Artigo

Aos cuidados de Dona Margareth

Cacá Diegues - Jornal O Globo - 08 de janeiro de 2023

Somos hoje uma cultura original porque ibérica, indígena e africana. Queremos saber para onde vamos



A cantora Margareth Menezes: ministra da Cultura do novo governo Lula Foto:Evaristo Sá/AFP

Um país só existe como país quando é capaz de produzir uma cultura própria, alguma coisa que o diferencie dos outros. Repito: uma cultura própria que dirá primeiro o que ele é. E depois o que ele quer ser.

Essa cultura não precisa ser original e única, mas tem que ser própria, uma produção de seu povo capaz de identificá-lo, de torná-lo reconhecível junto a todos os outros. A cultura é, assim, a alma de uma nação e de um povo, o modo através do qual ele se manifesta, para um pranto diante do desastre ou para o êxtase graças a um sucesso.

A fala é o principal instrumento dessa manifestação, é através dela que esse povo existe e revela sua existência. Ela é o modo prioritário de revelar uma cultura. Seu significado mais preciso que não necessita do embasamento de uma teoria para justificar o que é. Se a cultura de um povo é sua alma, a fala dele é o modo através do qual ele indica o que ela está sentindo e deseja.

Hoje, com a invenção e os avanços de outras formas de comunicação, a língua deixou de ser um elemento único e se tornou apenas sua principal manifestação. A música (o som organizado), o teatro (a dramaturgia), o audiovisual (a imagem em movimento) se tornaram formas sofisticadas de revelar cada cultura humana no lugar preciso que lhe é devido.

A língua portuguesa, nossa fala, está espalhada pelo mundo em diversas versões, difundida em todos os continentes do planeta, nem sempre de modo ao menos semelhante. Ela é a fonte de nossa fala, do modo que a usamos, um fenômeno cultural recente que não obedece a decisões arbitrárias e ainda não produziu regras indiscutíveis. Inculta e bela, uma de suas versões mais selvagens é a que podemos apelidar de “língua brasileira”.

A “língua brasileira” é o resultado do que ouvimos e aprendemos a falar ao longo de nossa curta história. Ela começa a se formar no dia em que colonizadores europeus se encontram com indígenas que viviam nesse território e depois com africanos para cá trazidos como escravos. Com esses seres humanos que fizeram parte de nossa vida (a vida é mais que a História!) formamos a tríplice origem do que somos. Com eles saberemos também o que pretendemos ser.

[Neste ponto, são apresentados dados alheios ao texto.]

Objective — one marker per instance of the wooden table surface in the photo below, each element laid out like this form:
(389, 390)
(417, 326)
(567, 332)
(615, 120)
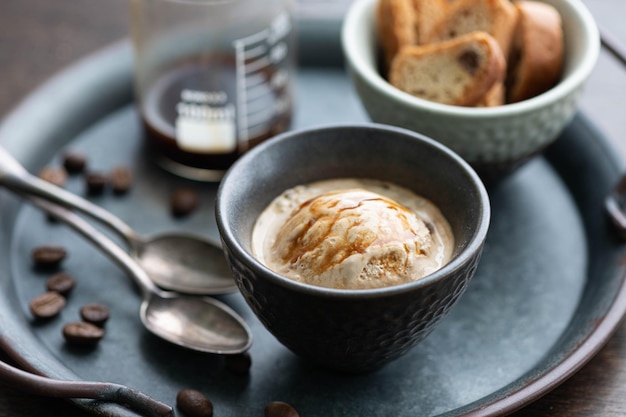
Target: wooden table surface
(40, 37)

O encontro de europeus do mundo ibérico com indígenas do Novo Mundo e com africanos cheios de esperança deve ter produzido alguns mal-entendidos. Como a viúva de Bob Marley ensinou a Gilberto Gil, a palavra samba, por exemplo, usada pelos portugueses como referência a um ritmo de origem africana, às vezes grafada ou pronunciada com um “e” (formando semba), já estava há tempos implantada na Jamaica como um modo das tribos locais anunciarem suas festas musicais. As festas em que aqueles indígenas caribenhos anunciavam os grupos musicais que iriam se manifestar na ocasião. Nosso grande músico baiano já ouvira a mesma palavra, com o mesmo significado, na tradição dos cariri, indígenas que viviam no nordeste do Brasil, nas regiões baiana, sergipana e alagoana em torno do Rio São Francisco.

Por aí vão todas as palavras de todas as línguas do mundo. Não é raro que estudiosos encontrem, em civilizações longínquas, a origem de expressões muitas vezes bem próximas de suas falas. Como numa Torre de Babel histórica, um sânscrito ignorado, espalhado secretamente pelo planeta. Mas é preciso saber disso e reconhecê-las para lidar com as culturas às quais pertencem. Somos hoje uma cultura original porque ibérica, indígena e africana. Depois da consciência de onde viemos, queremos saber para onde vamos.

Ocupados com a nova língua dominante, todos esses povos citados foram naturalmente obrigados a compreendê-la para tentar transformá-la na língua que todos nós hoje falamos. Mas isso já é outra história, que podemos ver se dá para contar outro dia. Aqui ou alhures.